渡邊:使ったのは、トップ中のトップの来賓室だったのですね。

工藤:ツアー案内は「VIPルームでの観戦」という事項も入っていたんです。

山本:私も中国語で話すときは、大体みんなにうるさい、声が大きいと言われます(笑)。安定して良いお客さまを集めるためにどうすればいいと思われますか。

渡邊:団体ツアーは、ツアーにさえメニューを入れれば100%来場いただけるので安定的ですね。ただ、団体ツアーは客層が40歳代オーバーなのです。若い人をターゲットにしたい場合は、個人向けの旅行サイトと組んだりしてPRしていく必要性が出てきます。

爆買いというよりは、今後は娯楽やサービスを含めた「爆消費」という形になっていくと思うので、その先行事例としてJRAの取り組みがある。日本の競馬は大衆的に受け入れられている娯楽文化で、大きいレースでは2分のレースのために10万人が駆けつけるわけで、そんなイベントは国内でも国外でもなかなかないと思います。そういった一大イベントに対して、海外も注目してきていると感じます。

工藤:本当におっしゃるとおりだと思います。JRAはこれまで、競馬は健全なスポーツエンターテインメントであるとアピールしてきました。小さいお子さまのいる家族連れでも競馬場に来たら楽しめる、「馬のいるテーマパーク」としての面をPRしてきました。

公正確保の面でも、世界の競馬のルールと足並みをそろえながら制度の見直しを繰り返してきました。ギャンブル禁止の中国でもツアー提案が落とされなくなったということは、今までのJRAの取り組みが間違いではなかったという証明だと感じています。
馬そのものの魅力、レースに出るサラブレッドも美しいですが、馬車に乗ったり、ミニチュアホースにさわってもらえたり、そういう機会も競馬場に来ればありますので、そこもどんどんPRしていきたいです。

 

受け入れ策の充実、スタッフの人材育成にさらに取り組んでいく

山本:2020年まで、中国人含めて台湾、香港、韓国、いろんな国や地域の人が競馬場に初めて来られるかと思います。JRAの今後のインバウンドの取り組み、お考えを伺いたいです。

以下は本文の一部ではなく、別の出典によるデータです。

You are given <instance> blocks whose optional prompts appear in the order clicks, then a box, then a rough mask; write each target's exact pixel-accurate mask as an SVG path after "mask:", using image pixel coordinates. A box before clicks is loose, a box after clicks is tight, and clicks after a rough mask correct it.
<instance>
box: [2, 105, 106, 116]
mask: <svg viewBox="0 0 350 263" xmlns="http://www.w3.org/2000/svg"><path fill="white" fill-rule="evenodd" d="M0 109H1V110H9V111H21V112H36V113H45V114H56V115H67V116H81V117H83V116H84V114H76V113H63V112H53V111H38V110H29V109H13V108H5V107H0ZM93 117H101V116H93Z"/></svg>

工藤:今までやってきたことは間違いではないんですけども、世の中インバウンドに追い風が吹いている今は、新しい方向を目指すチャンス。今後は個人旅行者の方にも足を運んでもらえる、自然発生的なお客さまがどんどん増えてくるのが理想の形です。そういったお客さまに対するPRの手法を考えること。
また、来ていただいたときに、今まで外国人対応の必要がなかったスタッフばかりですので、お客さま向けだけではなく、スタッフが使える通訳ツールを用意するとか。来場していただいた外国人のお客さまの受け入れ策を充実していかなければいけないですね。

渡邊:中国からの訪日客は、実はまだ人口でいうと0.2%とか、ものすごく低いんです。台湾は10%ぐらい、韓国は6%。まだまだ中国は中間層が増えていなくて、これからなんです。中間層が増えた時に、アメリカやヨーロッパは、ちょっと旅費的に厳しい。日本に行こうという層が控えていると思っていて、初めは団体ツアーで行きましょうとなる。団体ツアーが多分引き続き市場をけん引していきながら、若い人、もう少し高所得の人、こだわる人は個人にシフトしていく。両方にうまく取り組む必要がありますね。